Introducing VoltDB v7.0
The VoltDB engineering team spent the past 12 months improving and extending our innovative database offering across all facets of the product. Now that we’ve turned the calendar to 2017, we’re ready to introduce you to our newest version of the fastest in-memory SQL operational database, VoltDB v7.0.
VoltDB v7.0 delivers predictable performance, 24×7, through operational events, all while transactionally processing streams of data at high rates. With v7.0 we’ve added new ways to stream data into VoltDB as well as improved the ability to interact with VoltDB, via new analytical SQL support. Additionally, we’ve made numerous improvements to the VoltDB command line to help with deploying VoltDB in auto-provisioning and container environments. Read on for more about VoltDB v7.0.
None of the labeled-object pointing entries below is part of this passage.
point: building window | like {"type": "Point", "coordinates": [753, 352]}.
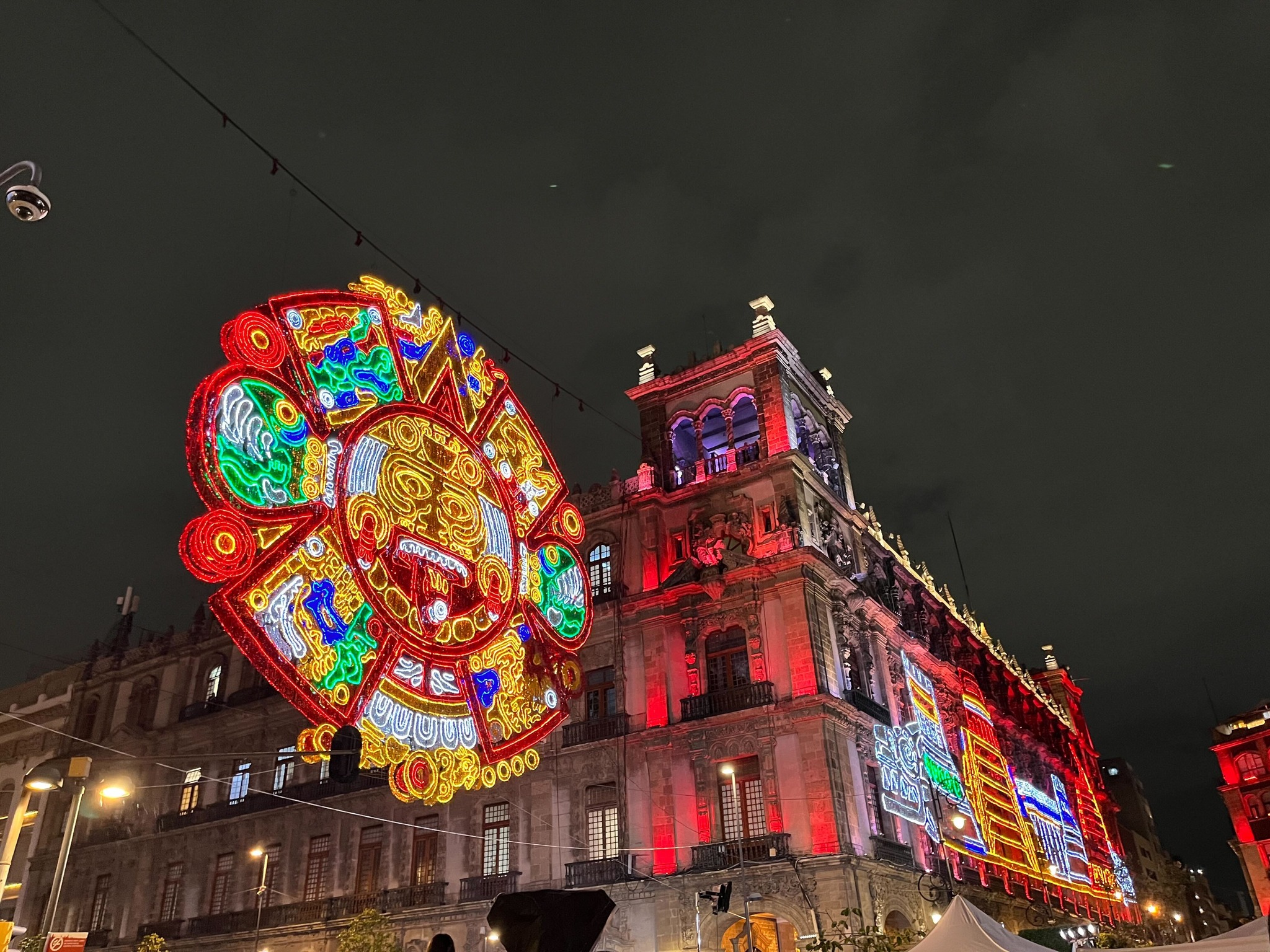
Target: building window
{"type": "Point", "coordinates": [727, 660]}
{"type": "Point", "coordinates": [190, 790]}
{"type": "Point", "coordinates": [273, 853]}
{"type": "Point", "coordinates": [214, 682]}
{"type": "Point", "coordinates": [169, 908]}
{"type": "Point", "coordinates": [141, 706]}
{"type": "Point", "coordinates": [601, 694]}
{"type": "Point", "coordinates": [878, 818]}
{"type": "Point", "coordinates": [221, 884]}
{"type": "Point", "coordinates": [748, 818]}
{"type": "Point", "coordinates": [678, 547]}
{"type": "Point", "coordinates": [285, 767]}
{"type": "Point", "coordinates": [100, 904]}
{"type": "Point", "coordinates": [497, 852]}
{"type": "Point", "coordinates": [600, 564]}
{"type": "Point", "coordinates": [602, 822]}
{"type": "Point", "coordinates": [368, 852]}
{"type": "Point", "coordinates": [1250, 764]}
{"type": "Point", "coordinates": [88, 720]}
{"type": "Point", "coordinates": [424, 855]}
{"type": "Point", "coordinates": [319, 862]}
{"type": "Point", "coordinates": [241, 782]}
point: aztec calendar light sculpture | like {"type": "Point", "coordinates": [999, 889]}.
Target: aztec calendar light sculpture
{"type": "Point", "coordinates": [393, 536]}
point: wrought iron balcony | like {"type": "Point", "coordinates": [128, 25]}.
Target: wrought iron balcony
{"type": "Point", "coordinates": [863, 702]}
{"type": "Point", "coordinates": [893, 852]}
{"type": "Point", "coordinates": [738, 699]}
{"type": "Point", "coordinates": [755, 850]}
{"type": "Point", "coordinates": [432, 894]}
{"type": "Point", "coordinates": [597, 873]}
{"type": "Point", "coordinates": [482, 889]}
{"type": "Point", "coordinates": [255, 801]}
{"type": "Point", "coordinates": [595, 729]}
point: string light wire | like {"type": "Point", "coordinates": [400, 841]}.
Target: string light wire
{"type": "Point", "coordinates": [361, 238]}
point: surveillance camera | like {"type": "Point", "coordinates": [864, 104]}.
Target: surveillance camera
{"type": "Point", "coordinates": [27, 202]}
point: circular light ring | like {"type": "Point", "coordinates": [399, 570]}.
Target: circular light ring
{"type": "Point", "coordinates": [218, 546]}
{"type": "Point", "coordinates": [255, 340]}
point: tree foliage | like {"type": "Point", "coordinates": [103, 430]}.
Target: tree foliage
{"type": "Point", "coordinates": [866, 937]}
{"type": "Point", "coordinates": [370, 932]}
{"type": "Point", "coordinates": [150, 943]}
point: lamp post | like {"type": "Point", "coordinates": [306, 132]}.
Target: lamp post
{"type": "Point", "coordinates": [51, 776]}
{"type": "Point", "coordinates": [263, 856]}
{"type": "Point", "coordinates": [729, 771]}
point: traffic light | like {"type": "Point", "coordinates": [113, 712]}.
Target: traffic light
{"type": "Point", "coordinates": [722, 899]}
{"type": "Point", "coordinates": [346, 754]}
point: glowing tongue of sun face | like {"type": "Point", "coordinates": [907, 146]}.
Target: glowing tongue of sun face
{"type": "Point", "coordinates": [429, 524]}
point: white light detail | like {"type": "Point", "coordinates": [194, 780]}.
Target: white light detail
{"type": "Point", "coordinates": [442, 682]}
{"type": "Point", "coordinates": [363, 466]}
{"type": "Point", "coordinates": [422, 550]}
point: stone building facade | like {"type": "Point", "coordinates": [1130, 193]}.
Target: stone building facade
{"type": "Point", "coordinates": [1242, 749]}
{"type": "Point", "coordinates": [753, 626]}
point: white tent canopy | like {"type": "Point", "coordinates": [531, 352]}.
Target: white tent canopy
{"type": "Point", "coordinates": [963, 928]}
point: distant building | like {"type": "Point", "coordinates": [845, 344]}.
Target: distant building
{"type": "Point", "coordinates": [1240, 746]}
{"type": "Point", "coordinates": [41, 703]}
{"type": "Point", "coordinates": [770, 678]}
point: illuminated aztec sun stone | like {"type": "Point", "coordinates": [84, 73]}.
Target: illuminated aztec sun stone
{"type": "Point", "coordinates": [391, 536]}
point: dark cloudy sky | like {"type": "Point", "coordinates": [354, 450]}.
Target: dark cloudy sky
{"type": "Point", "coordinates": [961, 209]}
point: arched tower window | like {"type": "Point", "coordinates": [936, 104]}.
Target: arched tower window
{"type": "Point", "coordinates": [88, 720]}
{"type": "Point", "coordinates": [714, 439]}
{"type": "Point", "coordinates": [141, 706]}
{"type": "Point", "coordinates": [214, 683]}
{"type": "Point", "coordinates": [745, 431]}
{"type": "Point", "coordinates": [727, 660]}
{"type": "Point", "coordinates": [1250, 764]}
{"type": "Point", "coordinates": [600, 566]}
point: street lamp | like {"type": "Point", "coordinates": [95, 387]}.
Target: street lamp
{"type": "Point", "coordinates": [263, 856]}
{"type": "Point", "coordinates": [730, 772]}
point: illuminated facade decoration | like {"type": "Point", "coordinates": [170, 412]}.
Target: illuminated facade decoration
{"type": "Point", "coordinates": [391, 534]}
{"type": "Point", "coordinates": [1029, 831]}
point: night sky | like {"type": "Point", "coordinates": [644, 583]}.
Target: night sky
{"type": "Point", "coordinates": [1030, 242]}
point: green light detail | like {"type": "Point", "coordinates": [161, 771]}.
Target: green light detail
{"type": "Point", "coordinates": [351, 651]}
{"type": "Point", "coordinates": [260, 459]}
{"type": "Point", "coordinates": [945, 780]}
{"type": "Point", "coordinates": [563, 601]}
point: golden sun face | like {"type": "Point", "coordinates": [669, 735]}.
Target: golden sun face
{"type": "Point", "coordinates": [393, 536]}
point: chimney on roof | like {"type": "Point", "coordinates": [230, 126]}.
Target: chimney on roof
{"type": "Point", "coordinates": [763, 320]}
{"type": "Point", "coordinates": [648, 369]}
{"type": "Point", "coordinates": [1050, 660]}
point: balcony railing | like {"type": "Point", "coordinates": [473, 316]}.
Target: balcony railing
{"type": "Point", "coordinates": [431, 894]}
{"type": "Point", "coordinates": [738, 699]}
{"type": "Point", "coordinates": [595, 729]}
{"type": "Point", "coordinates": [863, 702]}
{"type": "Point", "coordinates": [482, 889]}
{"type": "Point", "coordinates": [892, 852]}
{"type": "Point", "coordinates": [755, 850]}
{"type": "Point", "coordinates": [104, 831]}
{"type": "Point", "coordinates": [255, 801]}
{"type": "Point", "coordinates": [597, 873]}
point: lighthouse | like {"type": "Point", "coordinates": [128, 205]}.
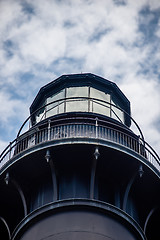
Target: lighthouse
{"type": "Point", "coordinates": [80, 168]}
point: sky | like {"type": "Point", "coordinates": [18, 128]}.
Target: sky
{"type": "Point", "coordinates": [41, 40]}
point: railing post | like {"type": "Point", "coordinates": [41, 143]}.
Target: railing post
{"type": "Point", "coordinates": [96, 127]}
{"type": "Point", "coordinates": [10, 147]}
{"type": "Point", "coordinates": [49, 130]}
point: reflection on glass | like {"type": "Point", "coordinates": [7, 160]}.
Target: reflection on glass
{"type": "Point", "coordinates": [77, 104]}
{"type": "Point", "coordinates": [58, 106]}
{"type": "Point", "coordinates": [99, 106]}
{"type": "Point", "coordinates": [40, 115]}
{"type": "Point", "coordinates": [96, 101]}
{"type": "Point", "coordinates": [117, 113]}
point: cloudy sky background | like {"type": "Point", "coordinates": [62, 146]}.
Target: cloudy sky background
{"type": "Point", "coordinates": [43, 39]}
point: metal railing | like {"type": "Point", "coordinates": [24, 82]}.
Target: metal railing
{"type": "Point", "coordinates": [36, 136]}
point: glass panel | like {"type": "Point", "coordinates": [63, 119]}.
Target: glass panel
{"type": "Point", "coordinates": [76, 105]}
{"type": "Point", "coordinates": [98, 106]}
{"type": "Point", "coordinates": [58, 106]}
{"type": "Point", "coordinates": [117, 113]}
{"type": "Point", "coordinates": [40, 115]}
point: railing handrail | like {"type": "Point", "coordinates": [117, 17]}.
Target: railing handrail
{"type": "Point", "coordinates": [141, 144]}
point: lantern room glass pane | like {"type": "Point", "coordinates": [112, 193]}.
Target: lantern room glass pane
{"type": "Point", "coordinates": [116, 113]}
{"type": "Point", "coordinates": [40, 115]}
{"type": "Point", "coordinates": [56, 107]}
{"type": "Point", "coordinates": [76, 105]}
{"type": "Point", "coordinates": [97, 106]}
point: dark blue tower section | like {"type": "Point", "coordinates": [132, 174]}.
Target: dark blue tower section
{"type": "Point", "coordinates": [80, 168]}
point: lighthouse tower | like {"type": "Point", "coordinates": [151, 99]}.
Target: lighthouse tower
{"type": "Point", "coordinates": [79, 168]}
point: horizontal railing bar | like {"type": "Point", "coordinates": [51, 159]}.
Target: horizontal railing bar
{"type": "Point", "coordinates": [77, 130]}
Modern applications and what they require from a database
Today, applications – and the infrastructure software that supports them – must be distributed, cloud-ready, highly available, responsive, automated and fast. Modern applications need to be agile, adaptable to fast-changing business models, all while processing thousands to hundreds of thousands of transactions a second in cloud-based applications as well as those hosted in bare metal servers.
In this context, do these application requirements seem familiar?
- Low, predictable latency, one or two milliseconds on average, with a focus on keeping 99.999% of responses occurring within an order of magnitude of the average.
- The ability to make decisions on flows of incoming data on a per-event basis, using historical insight to inform that decision.
- The ability to run globally, deploying geo-distributed active/active databases across regions.
- The ability to ingest and perform real-time analytics on fast moving streams of data, before passing that data through to the data lake.
These are the core requirements of modern Telco/Communication Service Provider (CSP), IoT, Financial, Gaming and Digital Ad Tech applications, in addition to numerous other emerging application domains. Yes, they’re tough requirements to deliver on a 24x7x365 basis, but they are the requirements VoltDB customers demand, and which VoltDB delivers.
With release v7.0, VoltDB strengthens its commitment to each of these requirements. The v7.0 release includes multi-datacenter database replication (XDCR), improved support for real-time analytics via materialized views based on table joins, enabling continuous queries over streams of data, improvements in high availability (HA), telco and IoT monitoring and health alert support in the form of SNMP traps, and numerous other performance improvements. For more details on v7.0, read on. If you’d like to get your hands on it right now, you can download it here.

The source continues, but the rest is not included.